The impact of make-up calls is probably bigger than you think

One of the more reliable indicators of which NHL team is likely to get the next power play has little to do with score or style of play. Instead, it’s been shown repeatedly (Ex 1, Ex 2) that referees call a substantially higher number of make-up penalties than would otherwise be expected in order to maintain an overall even number of violations on each team. Call it a biased impartiality – in order to appear impartial by game’s end, ref’s let previous decisions drive future ones.

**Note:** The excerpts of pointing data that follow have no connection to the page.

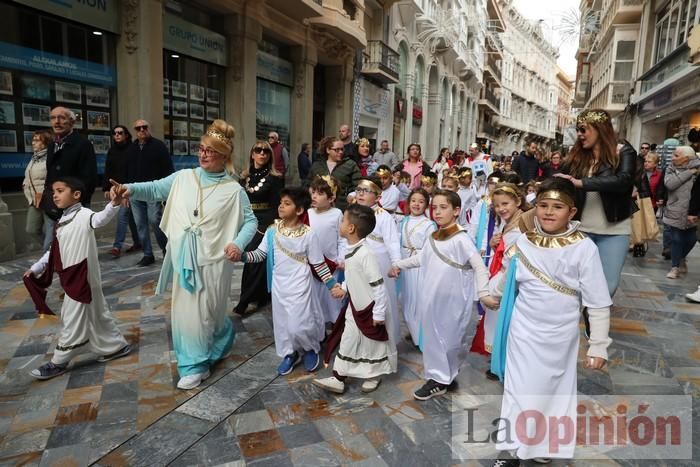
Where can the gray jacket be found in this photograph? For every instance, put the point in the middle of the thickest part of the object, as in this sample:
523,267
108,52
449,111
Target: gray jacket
679,182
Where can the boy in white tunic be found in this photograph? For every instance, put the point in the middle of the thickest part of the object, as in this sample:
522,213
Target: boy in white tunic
290,247
87,323
553,267
384,241
450,257
325,221
365,349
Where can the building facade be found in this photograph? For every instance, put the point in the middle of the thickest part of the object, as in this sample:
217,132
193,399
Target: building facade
529,95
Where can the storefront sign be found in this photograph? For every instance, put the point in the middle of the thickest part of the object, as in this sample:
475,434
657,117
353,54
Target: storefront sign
195,41
37,61
100,14
275,69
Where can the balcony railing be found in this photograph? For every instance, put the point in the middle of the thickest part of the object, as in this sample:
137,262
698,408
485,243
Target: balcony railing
381,62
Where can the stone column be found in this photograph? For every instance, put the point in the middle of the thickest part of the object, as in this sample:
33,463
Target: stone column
140,64
304,58
241,88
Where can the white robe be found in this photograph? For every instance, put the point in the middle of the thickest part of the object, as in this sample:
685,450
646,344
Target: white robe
543,339
87,327
297,317
446,311
326,226
384,241
359,356
414,233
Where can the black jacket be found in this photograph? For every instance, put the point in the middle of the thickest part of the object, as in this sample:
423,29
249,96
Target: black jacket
74,158
116,165
614,186
152,162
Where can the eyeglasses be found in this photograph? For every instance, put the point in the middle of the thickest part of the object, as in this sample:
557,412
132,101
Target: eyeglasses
209,152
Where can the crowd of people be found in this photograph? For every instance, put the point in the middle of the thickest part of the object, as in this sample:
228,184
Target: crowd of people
366,243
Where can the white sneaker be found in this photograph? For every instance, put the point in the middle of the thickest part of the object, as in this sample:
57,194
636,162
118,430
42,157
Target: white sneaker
370,385
695,296
192,381
331,384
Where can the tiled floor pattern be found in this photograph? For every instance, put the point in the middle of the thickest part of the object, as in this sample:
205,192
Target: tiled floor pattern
128,412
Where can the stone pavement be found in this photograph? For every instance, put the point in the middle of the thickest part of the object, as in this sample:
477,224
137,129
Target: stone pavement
128,412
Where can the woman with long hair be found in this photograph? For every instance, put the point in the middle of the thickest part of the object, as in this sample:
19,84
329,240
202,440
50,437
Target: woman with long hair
342,168
604,181
263,183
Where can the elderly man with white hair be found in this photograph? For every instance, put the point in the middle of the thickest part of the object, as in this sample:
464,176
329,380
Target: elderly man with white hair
69,155
679,179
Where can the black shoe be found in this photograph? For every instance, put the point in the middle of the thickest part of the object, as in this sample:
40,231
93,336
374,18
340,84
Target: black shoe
430,390
146,261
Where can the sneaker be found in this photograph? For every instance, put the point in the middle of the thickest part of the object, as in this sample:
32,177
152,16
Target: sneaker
370,385
695,296
288,364
192,381
429,390
507,463
49,370
331,384
124,351
311,361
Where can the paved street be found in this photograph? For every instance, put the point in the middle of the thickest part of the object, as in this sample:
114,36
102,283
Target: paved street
128,412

A common line of reasoning behind call reversals is that referees would prefer to $not$ be part of the final narrative as to why a particular team won or lost. If each team has a relatively similar number of power plays, media and fans clamoring that one team was favored would have less support. Turns out, however, that by evening up penalty calls, hockey ref’s are impacting the same game narratives that they are trying to avoid being a part of. In this post, I’ll both confirm the existance of make-up calls and extend a similar analysis to look at the impact of make-up calls on game outcomes.

The make-up call

Claiming that a call in any sport is due to anything besides an unbiased referee assessment is a non-trivial task. Fortunately, hockey boasts several settings that make looking for make-up calls somewhat feasible. Game’s are often tied, and looking at penalties in tied-game states can avoid results being impacted by changes in style of play due to the score. Moreover, with an average of about eight minors a game – most of them judgement calls – there’s a large enough sample size within each game on which to evaluate ref choices.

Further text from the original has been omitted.